Teresa Brown says her boys got the social skills necessary to succeed from their time in pre-K.
“They really were kind of attached to each other and that gave them the opportunity to actually have other friends and do other things, not just together, but to branch out and to learn separately,” Teresa says. “They made a lot of friends. The teacher was really, really good with them to the point where when she got married they came to her wedding and actually danced with her at her wedding.”
The curriculum built throughout their year, introducing the boys to everything from letters and colors to core concepts they would carry into Kindergarten.
“I still have the portfolio because they put so much together,” Teresa says. “They took pictures all year round so that you see the progress that the child did. You actually see where they were maybe not being able to do ABCs to the end that they were naturals at ABCs or they have accomplished their colors, or learned their address. And it makes a big difference. When you can see the progress at the end, you can see where your child began and where the child has learned and has elevated.”
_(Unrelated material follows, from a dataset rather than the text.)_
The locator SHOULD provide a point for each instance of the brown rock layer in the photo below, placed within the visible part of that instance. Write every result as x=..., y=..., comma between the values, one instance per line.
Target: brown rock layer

Fabiola Macias and her family moved to Oak Ridge from Chicago to be near family. Her son Sergio, the challenge of learning English was compounded by the fact that he needed surgery to fix a birth defect on his tongue that threatened his speaking ability.
“It was just Spanish at home, and when he started preschool all the teachers were so worried about it and, willing to learn a few of the words for him,” Fabiola says. “After his surgery, he caught up on English like nobody else. He was just fine, and you know me trying to learn the language too, it was just like, they were so supportive of him and before he got to kindergarten he got the experience of, exposed to letters and sounds and all the colors and shapes.”
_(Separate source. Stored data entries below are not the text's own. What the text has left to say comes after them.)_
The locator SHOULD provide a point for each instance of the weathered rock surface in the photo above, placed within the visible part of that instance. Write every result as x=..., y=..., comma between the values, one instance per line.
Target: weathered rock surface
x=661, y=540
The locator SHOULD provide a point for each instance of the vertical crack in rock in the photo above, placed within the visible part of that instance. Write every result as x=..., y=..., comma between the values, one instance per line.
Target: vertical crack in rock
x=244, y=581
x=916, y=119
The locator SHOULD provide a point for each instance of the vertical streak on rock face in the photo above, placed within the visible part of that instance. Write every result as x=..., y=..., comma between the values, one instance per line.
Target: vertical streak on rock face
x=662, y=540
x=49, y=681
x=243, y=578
She says that Sergio’s older brother spent a couple of years playing catch-up with the language where Sergio was ready for kindergarten.
“The difference is that my oldest didn’t have the opportunity to be in a pre-K program. We had just moved to Tennessee and he was just in a kind of daycare-like program. So, it was not the same curriculum, it was mostly like a daycare,” Fabiola says. “Even the teachers in the parent-teacher conference told me they were afraid that he might fail kindergarten because, being bilingual and never being exposed to any other program, he was getting really behind.”
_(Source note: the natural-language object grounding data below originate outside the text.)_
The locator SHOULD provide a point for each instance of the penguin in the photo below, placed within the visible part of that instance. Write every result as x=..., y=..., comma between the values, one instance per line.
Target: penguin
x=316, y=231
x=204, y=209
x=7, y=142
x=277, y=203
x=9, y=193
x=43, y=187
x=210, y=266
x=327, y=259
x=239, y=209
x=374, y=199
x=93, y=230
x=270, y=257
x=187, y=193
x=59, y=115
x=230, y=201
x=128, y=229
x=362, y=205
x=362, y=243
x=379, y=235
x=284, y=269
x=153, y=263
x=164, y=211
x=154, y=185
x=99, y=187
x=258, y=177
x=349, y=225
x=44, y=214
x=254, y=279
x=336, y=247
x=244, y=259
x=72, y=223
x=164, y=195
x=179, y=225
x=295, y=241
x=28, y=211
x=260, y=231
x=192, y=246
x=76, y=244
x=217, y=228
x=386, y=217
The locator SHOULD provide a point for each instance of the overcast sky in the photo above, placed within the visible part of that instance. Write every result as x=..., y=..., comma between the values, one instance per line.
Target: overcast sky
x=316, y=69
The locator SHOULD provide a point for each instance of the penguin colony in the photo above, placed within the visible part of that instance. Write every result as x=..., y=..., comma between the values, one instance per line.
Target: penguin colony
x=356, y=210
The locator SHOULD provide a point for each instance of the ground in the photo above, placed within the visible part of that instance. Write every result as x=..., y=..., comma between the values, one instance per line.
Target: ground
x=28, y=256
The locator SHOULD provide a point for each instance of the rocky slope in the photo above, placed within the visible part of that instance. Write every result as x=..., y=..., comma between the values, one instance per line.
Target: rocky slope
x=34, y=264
Like many areas, Oak Ridge has an application process for pre-K, and Fabiola wishes it were available to help more kids.
“It’s a shame that you have to qualify for it,” Fabiola says. “It would be awesome if everybody else has the same opportunity, not just because we have low income, or we have special needs. I wish all kids who want it could be able to be part of these kind of programs, because they have extremely huge impact on the kids when they move to kindergarten. In our case, my son needed surgery. By the first month of preschool, he was barely saying three full words in Spanish, and nothing in English. After the surgery, he was enrolled in the program and began to speak English (very easily).”
A TQEE poll in September found that 93 percent of parents think voluntary pre-K should be made available to all four-year-olds.